May told parliament on December 17 that the vote will take place in the new year, giving a date that is just 7 days away from the January 21 deadline. The EU Withdrawal Act, which incorporates Brexit into UK law, requires the prime minister to give an update on Brexit by January 21 if her deal is rejected or if talks with the European Union break down.
"From here, the Brexit story cannot move on to next chapter until deal rejected, or passed," says Robert Howard, an analyst on the currency desk at Thomson Reuters. "This uncertainty may keep GBP relatively steady thru year-end, if not January 14."
We would expect Sterling to make substantial moves as it becomes clearer around this time which way Brexit will swing.
ABN Amro - the Amsterdam-based lender - have told clients they see considerable gains in the British Pound on the horizon, on the basis that a 'no deal' Brexit will be avoided.
"The likelihood of a no-deal Brexit has fallen significantly," says Georgette Boele, Senior FX Strategist with ABN Amro, "we believe markets are underpricing, perhaps significantly so, the higher chance of a more positive scenario."
ABN Amro, who were at one stage part of Britain's RBS, are eyeing the potential failure of the EU-UK Brexit deal in the UK parliament as a catalyst towards a soft Brexit, or even a 'Bremain'.
Any defeat leaves Prime Minister Theresa May with "two unpalatable options" says Boele: a general election, or a new referendum. "We think a new referendum is more likely – with the option of May's deal or Remain," says Boele.
The parliamentary vote must take place before January 21 and most political commentators and analysts are in agreement that in its current form it will fail to pass.
"While it is hard to know the precise course of events, one thing we can say with certainty is that there is no majority in parliament for a No-deal Brexit, and there also appears no appetite in the government for it either," says Boil.
ABN Amro see a revocation or delay to the Article 50 process now being inevitable.
Taken together, ABN Amro now put the probability of an orderly Brexit at 45%, a disorderly Brexit at 15% (previously 35%) and no Brexit/Remain at 40% (previously 20%).
"As such, we believe markets are underpricing, perhaps significantly so, the higher chance of a more positive scenario. Speculators hold sizeable net short Sterling positions. These will likely be closed as the range of options available to the government narrows and coalesces around more benign scenarios," says Boele.
ABN Amro continue to see the Pound-to-Dollar exchange rate moving higher, hitting 1.36 by the end of the first quarter 2019, 1.28 by mid-year and reaching 1.45 by end 2019.
The EUR/GBP exchange rate is forecast at 0.86 for all these three periods, giving a Pound-to-Euro exchange rate of 1.1627.

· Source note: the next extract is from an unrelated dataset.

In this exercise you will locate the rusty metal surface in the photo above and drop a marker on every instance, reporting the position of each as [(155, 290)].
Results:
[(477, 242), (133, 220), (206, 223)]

This represents a similar forecast profile to that of Julius Baer, as reported here, while it is well above the consensus estimates made by nearly 50 global financial institutions. For a view at the 2019 consensus forecasts for GBP/EUR please see here, for GBP/USD, please see here).
"It is likely that in case of a Bremain, sterling will rise more than in our base case scenario," says Boele.
And, in the event of a 'no deal' disorderly Brexit, AMB Amro have a warning:
"In case there were to be a disorderly Brexit, sterling will not only fall because of uncertainty but also because we expect a sharp slowdown in growth and a sharp increase in inflation. Then the growth/inflation mix will deteriorate sharply and real yields will fall. This is the worst possible combination for Sterling."